The Heavens Praise
TRANSLATION
(1) HALLELUJAH! Praise Yahweh from the heavens! Praise him in the heights! (2) Praise him all his angels! Praise him all his hosts! (3) Praise him sun and moon! Praise him all you shining stars! (4) Praise him you highest heavens and you waters above the heavens! (5) Let them praise the name of Yahweh, for he commanded and they were created, (6) and he set them in place forever and ever. He gave a decree, and it will not pass away.
OBSERVATIONS
The opening verses of this psalm are distinguished by seven repetitions of the command to “praise Yahweh (him)” after the opening “Hallelujah” (vss. 1-4). Here we also find three occurrences of the word, “heavens.” The first half of this psalm called on everything in the heavens above to praise Yahweh.
In the next section, the focus shifted to the earth itself. In essence, the entire psalm constituted an extended merism, a figure of speech in which two opposites, in this case the heavens (vss. 1-6) and the earth (vss. 7-14), represented everything that exists in all creation.
OUTLINE
I. What the heavens should do: praise Yahweh. (1-4)

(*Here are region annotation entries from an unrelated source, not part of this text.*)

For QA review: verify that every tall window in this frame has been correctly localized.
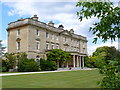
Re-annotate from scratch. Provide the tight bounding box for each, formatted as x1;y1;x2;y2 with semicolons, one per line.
46;43;49;50
52;44;54;49
36;29;40;36
36;41;40;50
56;35;58;40
17;29;20;36
46;32;49;38
17;42;20;50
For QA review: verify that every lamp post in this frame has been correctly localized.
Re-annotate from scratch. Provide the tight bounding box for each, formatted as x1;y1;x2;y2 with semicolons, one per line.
0;40;5;58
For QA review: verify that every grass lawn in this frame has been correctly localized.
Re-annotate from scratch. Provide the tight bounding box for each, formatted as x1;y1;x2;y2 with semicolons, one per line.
2;70;102;88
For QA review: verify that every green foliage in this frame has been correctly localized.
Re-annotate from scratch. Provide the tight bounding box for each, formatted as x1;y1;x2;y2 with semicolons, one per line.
40;59;57;71
76;0;120;43
18;58;39;72
47;49;70;63
4;53;16;69
85;56;96;68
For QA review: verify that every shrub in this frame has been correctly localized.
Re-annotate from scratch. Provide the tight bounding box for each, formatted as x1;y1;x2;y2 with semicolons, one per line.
40;59;57;71
1;67;7;72
18;58;39;72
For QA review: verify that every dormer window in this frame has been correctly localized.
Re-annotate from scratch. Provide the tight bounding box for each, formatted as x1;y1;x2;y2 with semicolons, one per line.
36;29;40;36
52;34;54;40
36;41;40;50
46;32;49;38
52;44;54;49
17;29;20;36
64;37;67;42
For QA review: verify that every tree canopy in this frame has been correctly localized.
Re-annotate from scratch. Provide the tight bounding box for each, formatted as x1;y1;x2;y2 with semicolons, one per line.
76;0;120;43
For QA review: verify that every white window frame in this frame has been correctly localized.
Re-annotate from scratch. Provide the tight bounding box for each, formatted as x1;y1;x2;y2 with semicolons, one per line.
64;37;67;42
36;29;40;36
46;43;49;50
17;41;20;50
52;34;54;40
56;35;58;41
17;29;20;36
51;44;54;49
35;56;40;63
46;32;49;38
36;41;40;50
56;45;59;49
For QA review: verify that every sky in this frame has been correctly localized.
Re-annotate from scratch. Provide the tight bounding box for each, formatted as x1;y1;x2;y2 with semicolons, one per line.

II. Why the heavens should praise Yahweh: because he created and set them in place. (5 & 6)
IDEA STATEMENT
The heavens should forever praise Yahweh because he created and sustains them.
APPLICATION
What’s in a name? In the case of Yahweh, whose name means “self-existent, eternal one,” quite a lot. “Praise the name of Yahweh” (vs. 5) occurs in other passages in the Psalter such as Psalm 30:4, 33:21, and 103:1. We know that Yahweh, himself, is worthy of our praise, but why should we specifically “praise his name?” In brief, God’s name reveals who he is. His name represents “all that fullness of divine power, holiness, wrath, and grace which he has revealed as his character” (The New Bible Dictionary, ed. J. D. Douglas, p. 863). When we praise the name of Yahweh we are praising him for all that he has revealed to us about his creating and sustaining the universe.
In our earthbound existence, we can only begin to scratch the surface of what praising Yahweh’s name implies. God in his infinite wisdom and glorious majesty exists far beyond the capacity of our limited minds to understand. However, when we receive our new resurrection bodies and are transformed into the likeness of Christ, we will spend eternity probing the depths of what it means to praise the name of Yahweh. At that point, Paul’s great prayer will finally be fulfilled in us: “And I pray that you, being rooted and established in love, may have power, together with all the saints, to grasp how wide and long and high and deep is the love of Christ, and to know this love that surpasses knowledge – that you may be filled to the measure of all the fullness of God” (Eph. 3:17-19).